# Ice maker only making a few cubes



## turbokat (Jul 18, 2012)

I have a 2 1/2 yr. old Fridgidaire side by side refrigerator. Just recently the ice maker is only making a couple cubes at a time. It makes 8 cubes originally. I have full water pressure going into main line which is a plastic line with a filter on it. Line is not kinked. If filter was clogged I wouldn't have full water pressure. Then there's a line that goes up back of fridge to ice maker. Now this I'm not sure of, does water constantly come through that line or only when ice maker needs to fill? When I checked that line it was wet, but no water freely running through. Inside, water reservoir clear,little ice build up where water goes in, I removed.
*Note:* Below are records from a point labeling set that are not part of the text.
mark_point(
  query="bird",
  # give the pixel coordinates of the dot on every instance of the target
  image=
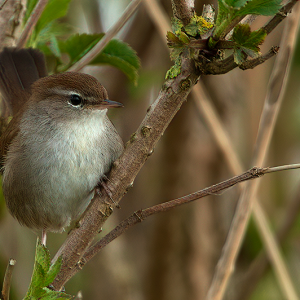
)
(59, 143)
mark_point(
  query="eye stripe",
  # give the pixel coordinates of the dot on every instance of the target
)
(76, 100)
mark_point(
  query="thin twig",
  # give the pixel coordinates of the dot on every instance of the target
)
(39, 8)
(2, 5)
(183, 10)
(141, 215)
(7, 279)
(239, 224)
(130, 9)
(138, 149)
(259, 266)
(216, 127)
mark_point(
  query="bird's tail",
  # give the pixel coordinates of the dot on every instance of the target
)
(19, 68)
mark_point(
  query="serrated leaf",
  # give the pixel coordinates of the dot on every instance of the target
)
(175, 52)
(172, 38)
(37, 281)
(250, 52)
(243, 37)
(223, 13)
(121, 56)
(261, 7)
(197, 25)
(55, 9)
(54, 295)
(236, 3)
(239, 56)
(183, 37)
(77, 45)
(176, 25)
(175, 70)
(42, 256)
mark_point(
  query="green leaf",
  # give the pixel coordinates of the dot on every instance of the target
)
(172, 38)
(229, 10)
(43, 275)
(175, 52)
(121, 56)
(176, 25)
(55, 9)
(77, 45)
(243, 36)
(30, 6)
(175, 70)
(116, 53)
(53, 271)
(261, 7)
(184, 38)
(198, 25)
(37, 281)
(246, 42)
(235, 3)
(239, 56)
(42, 256)
(55, 295)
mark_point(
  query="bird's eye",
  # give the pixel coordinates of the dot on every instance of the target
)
(76, 100)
Can't find any clogged ice cubes, wheels turn when needed but only a few cubes are made. Any ideas?


----------



## hardwareman (Oct 9, 2010)

change the water valve


----------



## hardwareman (Oct 9, 2010)

first I should have asked you if you changed the filter inside the refrig??


----------



## turbokat (Jul 18, 2012)

NO, I have not changed filter in back of fridge, I'm still getting good supply of water in front. And I'm not exactly sure what valve you mean.


----------



## turbokat (Jul 18, 2012)

*Ice Maker*

I think my Ice Maker is possessed, LOL, Now it's making 6 cubes instead of 8. 6 is better than 3 or 4.This thing has messed with me many times before. What would cause it to work fine one minute and be crazy the next? It seems like it has a mind of it's own!!


----------



## hardwareman (Oct 9, 2010)

turbokat said:


> NO, I have not changed filter in back of fridge, I'm still getting good supply of water in front. And I'm not exactly sure what valve you mean.
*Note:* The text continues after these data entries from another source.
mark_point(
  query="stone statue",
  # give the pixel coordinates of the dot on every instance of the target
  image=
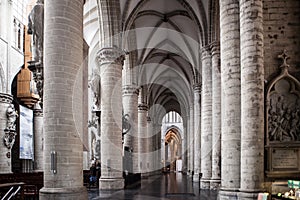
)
(11, 118)
(283, 120)
(94, 84)
(36, 29)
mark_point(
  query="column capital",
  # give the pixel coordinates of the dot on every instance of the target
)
(5, 98)
(205, 52)
(143, 106)
(130, 90)
(110, 55)
(197, 87)
(38, 112)
(215, 47)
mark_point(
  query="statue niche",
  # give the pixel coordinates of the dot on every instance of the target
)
(36, 29)
(282, 127)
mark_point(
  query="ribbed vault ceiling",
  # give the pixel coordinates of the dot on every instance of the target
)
(165, 37)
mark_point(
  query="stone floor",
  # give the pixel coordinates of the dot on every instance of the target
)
(174, 186)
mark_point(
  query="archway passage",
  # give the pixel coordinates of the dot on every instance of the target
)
(172, 142)
(173, 147)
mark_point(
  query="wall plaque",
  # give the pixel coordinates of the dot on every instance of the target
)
(285, 159)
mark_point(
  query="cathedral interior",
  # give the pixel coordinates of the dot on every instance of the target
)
(200, 96)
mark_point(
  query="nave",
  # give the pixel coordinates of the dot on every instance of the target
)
(166, 186)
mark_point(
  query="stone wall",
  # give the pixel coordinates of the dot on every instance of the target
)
(281, 31)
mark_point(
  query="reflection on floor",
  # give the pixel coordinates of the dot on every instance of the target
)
(174, 186)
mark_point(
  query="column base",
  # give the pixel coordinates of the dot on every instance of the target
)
(145, 175)
(111, 183)
(215, 184)
(205, 184)
(63, 193)
(227, 194)
(196, 178)
(248, 194)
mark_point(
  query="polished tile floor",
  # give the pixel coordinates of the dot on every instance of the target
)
(174, 186)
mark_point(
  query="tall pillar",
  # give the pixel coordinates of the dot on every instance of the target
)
(142, 131)
(148, 148)
(63, 47)
(197, 132)
(184, 147)
(191, 142)
(130, 104)
(38, 138)
(5, 147)
(150, 151)
(230, 98)
(252, 98)
(158, 148)
(216, 118)
(111, 61)
(206, 119)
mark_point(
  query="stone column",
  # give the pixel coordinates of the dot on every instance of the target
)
(191, 142)
(252, 98)
(150, 153)
(63, 162)
(184, 147)
(216, 117)
(230, 97)
(111, 61)
(206, 119)
(38, 138)
(130, 104)
(5, 148)
(142, 132)
(197, 132)
(158, 148)
(148, 148)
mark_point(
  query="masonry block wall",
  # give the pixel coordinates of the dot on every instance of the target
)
(281, 31)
I'm not talking about the filter in back of refrig, I'm talking about the filter INSIDE your refrig.


----------



## turbokat (Jul 18, 2012)

Sorry it's taken me a while computer problem. Anyway, yes, Iam talking about filter INSIDE the back of the fridge. Not the one outside of fridge that goes to water line. In these few days the thing is back to making cubes like crazy. I just don't understand what happens!


----------